Film reviews: Piranhas, Fiddler: A Miracle of Miracles

by / Sep. 8, 2019 3pm EST

The market for books and movies about the Mafia has never much diminished, but it got a shot in the arm in 2006 with the publication of Gomorrah, Roberto Saviano’s expose of the Camorra, Naples’ answer to the Mafia. The book sold four million copies around the world and made Saviano a marked man in his home country: he has been under what is expected to be permanent police protection since shortly after the book’s publication. In 2008, it was the basis of a film that was Italy’s submission to the Academy Awards, and a television series inspired by it is now in its fourth season.

The new film Piranhas is based on Saviano’s third book, La paranza dei bambini (2016). Inspired by real cases of teenagers who grow up idolizing gangsters, it traces the rise of Nicola (Francesco Di Napoli, like most of the cast a non-professional actor). Fatherless but protective of his mother and younger brother, he seems to spend no time in school but rather roaming the streets on scooters with his five friends. Even though the Camorra likes to keep its affairs secret, they know the careers of all the local mobsters, and when it seems that the police have thinned their ranks they see this as an opening.

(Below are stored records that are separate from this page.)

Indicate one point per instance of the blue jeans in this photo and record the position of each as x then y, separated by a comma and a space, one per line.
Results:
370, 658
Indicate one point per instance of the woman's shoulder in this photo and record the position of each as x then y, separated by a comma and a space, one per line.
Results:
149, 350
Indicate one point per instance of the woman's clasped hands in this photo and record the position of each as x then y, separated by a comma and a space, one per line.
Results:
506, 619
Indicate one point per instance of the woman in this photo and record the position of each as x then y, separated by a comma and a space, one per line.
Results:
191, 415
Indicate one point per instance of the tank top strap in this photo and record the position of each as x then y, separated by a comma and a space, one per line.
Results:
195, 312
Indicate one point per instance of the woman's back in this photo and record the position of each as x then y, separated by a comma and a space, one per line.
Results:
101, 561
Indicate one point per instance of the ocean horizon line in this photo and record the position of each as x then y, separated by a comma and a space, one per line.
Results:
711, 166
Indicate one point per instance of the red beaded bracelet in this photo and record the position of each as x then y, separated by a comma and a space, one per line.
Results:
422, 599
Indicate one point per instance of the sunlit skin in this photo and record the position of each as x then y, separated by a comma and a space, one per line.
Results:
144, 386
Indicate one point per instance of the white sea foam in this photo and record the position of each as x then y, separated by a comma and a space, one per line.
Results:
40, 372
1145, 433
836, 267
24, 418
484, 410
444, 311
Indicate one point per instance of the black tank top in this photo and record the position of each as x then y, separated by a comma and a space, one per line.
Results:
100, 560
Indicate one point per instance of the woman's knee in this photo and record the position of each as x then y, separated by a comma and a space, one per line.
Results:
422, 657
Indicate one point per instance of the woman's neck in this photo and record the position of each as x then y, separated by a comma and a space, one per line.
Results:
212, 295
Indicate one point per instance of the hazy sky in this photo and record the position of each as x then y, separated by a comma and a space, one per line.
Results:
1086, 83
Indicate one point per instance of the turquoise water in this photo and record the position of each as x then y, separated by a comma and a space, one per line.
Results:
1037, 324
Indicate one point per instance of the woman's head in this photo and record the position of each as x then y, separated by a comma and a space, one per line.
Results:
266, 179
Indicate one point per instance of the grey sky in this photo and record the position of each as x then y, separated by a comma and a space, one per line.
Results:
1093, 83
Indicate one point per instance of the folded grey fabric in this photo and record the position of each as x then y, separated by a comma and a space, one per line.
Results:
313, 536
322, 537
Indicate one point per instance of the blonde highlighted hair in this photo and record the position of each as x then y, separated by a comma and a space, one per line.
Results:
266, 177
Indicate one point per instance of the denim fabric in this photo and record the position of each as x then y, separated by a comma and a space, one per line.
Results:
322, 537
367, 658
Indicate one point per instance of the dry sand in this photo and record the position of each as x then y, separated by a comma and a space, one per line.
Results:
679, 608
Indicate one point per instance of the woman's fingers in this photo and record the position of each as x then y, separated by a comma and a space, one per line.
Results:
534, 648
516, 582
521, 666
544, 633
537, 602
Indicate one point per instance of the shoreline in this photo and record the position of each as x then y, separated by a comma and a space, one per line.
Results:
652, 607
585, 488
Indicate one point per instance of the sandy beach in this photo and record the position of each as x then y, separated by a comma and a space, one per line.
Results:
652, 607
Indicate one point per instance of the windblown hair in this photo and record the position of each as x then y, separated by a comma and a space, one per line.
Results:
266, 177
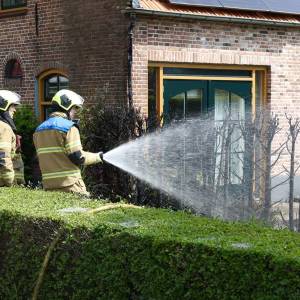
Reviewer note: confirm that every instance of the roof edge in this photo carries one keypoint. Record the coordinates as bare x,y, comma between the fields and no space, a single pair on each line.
209,18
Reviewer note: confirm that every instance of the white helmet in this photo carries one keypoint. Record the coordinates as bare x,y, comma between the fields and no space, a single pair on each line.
66,99
7,98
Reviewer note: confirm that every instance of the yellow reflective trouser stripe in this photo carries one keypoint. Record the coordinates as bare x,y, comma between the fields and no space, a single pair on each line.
60,174
7,175
50,150
73,144
19,175
5,145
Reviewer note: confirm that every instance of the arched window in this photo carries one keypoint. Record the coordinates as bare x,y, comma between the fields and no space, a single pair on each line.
13,69
49,83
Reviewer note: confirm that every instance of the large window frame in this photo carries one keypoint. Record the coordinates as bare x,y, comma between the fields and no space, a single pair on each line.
43,101
257,77
160,77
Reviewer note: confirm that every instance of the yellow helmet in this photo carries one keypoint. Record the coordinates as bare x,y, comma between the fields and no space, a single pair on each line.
66,99
7,98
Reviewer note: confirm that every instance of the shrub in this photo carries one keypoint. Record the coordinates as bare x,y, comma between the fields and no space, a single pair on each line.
138,253
104,129
26,124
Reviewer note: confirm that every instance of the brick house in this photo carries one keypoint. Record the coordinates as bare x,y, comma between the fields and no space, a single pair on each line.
161,56
88,46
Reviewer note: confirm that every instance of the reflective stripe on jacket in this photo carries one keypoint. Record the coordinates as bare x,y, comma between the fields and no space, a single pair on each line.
55,140
7,152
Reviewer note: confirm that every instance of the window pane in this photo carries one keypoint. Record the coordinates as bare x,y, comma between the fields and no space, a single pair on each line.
51,87
177,107
63,83
152,97
194,103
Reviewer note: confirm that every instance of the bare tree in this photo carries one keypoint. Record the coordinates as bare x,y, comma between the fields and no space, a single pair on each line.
292,135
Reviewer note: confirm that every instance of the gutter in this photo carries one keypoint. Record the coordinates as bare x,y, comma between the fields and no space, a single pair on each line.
210,18
129,60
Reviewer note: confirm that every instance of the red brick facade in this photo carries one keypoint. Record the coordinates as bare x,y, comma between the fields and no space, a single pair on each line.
89,41
86,40
178,40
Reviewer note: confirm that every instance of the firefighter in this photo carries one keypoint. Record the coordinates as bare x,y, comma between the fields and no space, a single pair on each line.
58,146
11,164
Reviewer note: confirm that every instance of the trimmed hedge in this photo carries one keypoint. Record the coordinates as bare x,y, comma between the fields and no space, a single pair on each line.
138,253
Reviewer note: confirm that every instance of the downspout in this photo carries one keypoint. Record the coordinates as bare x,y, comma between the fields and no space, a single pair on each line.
130,59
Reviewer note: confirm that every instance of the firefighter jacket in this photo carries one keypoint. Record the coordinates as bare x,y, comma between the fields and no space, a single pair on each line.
58,145
7,152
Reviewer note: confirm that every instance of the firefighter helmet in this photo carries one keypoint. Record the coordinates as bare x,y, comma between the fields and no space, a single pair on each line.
7,98
66,99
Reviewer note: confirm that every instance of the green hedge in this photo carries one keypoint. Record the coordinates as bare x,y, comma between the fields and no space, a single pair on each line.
138,253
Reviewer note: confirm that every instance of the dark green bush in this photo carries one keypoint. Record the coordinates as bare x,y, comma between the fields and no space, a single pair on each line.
139,253
26,123
104,128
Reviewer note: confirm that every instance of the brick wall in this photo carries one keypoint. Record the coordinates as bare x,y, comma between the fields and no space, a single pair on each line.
88,40
176,40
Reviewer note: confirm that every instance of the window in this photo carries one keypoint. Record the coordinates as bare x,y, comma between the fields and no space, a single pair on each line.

Where Gomorrah was filled with immersive details showing the Camorra’s stranglehold on life in Naples, Piranhas plays more like a teen drama in which organized crime is a backdrop. Director Claudio Giovannesi (Fiore) uses a fluid camera to track this mini-gang, holding us to their perspective. That they adapt to violence and murder so easily is something you have to remember to be shocked by, just as you’re left to your own devices to fill in the film’s ending (so inevitable that Giovannesi doesn’t even show it). It will be playing through the end of the week at the North Park Theater.

 

 

When Zero Mostel as Sholom Aleichem’s everyman milkman Tevye sang “Tradition” at the Broadway premiere of Fiddler on the Roof in 1964, it was to audiences who had come to think of that as an outmoded quality. In every way, the 1960s were a time of out with the old and in with the new, a lesson that Tevye struggles with as his three daughters leave the world he has always known behind.

The new documentary Fiddler: A Miracle of Miracles examines both the development of the much loved “dark musical” and its enduring popularity for audiences all around the world. It uses clips from numerous productions, including one from Japan, where, as one of the show’s creators recalls, someone asked him, “Do American audiences really enjoy this show? It seems so Japanese.” A seemingly endless stream of celebrities appear to discuss the show’s ongoing legacy, most entertainingly Lin-Manuel Miranda who is seen performing a number from it at his wedding with his new father-in-law. Now playing at the Dipson Eastern Hills Cinema.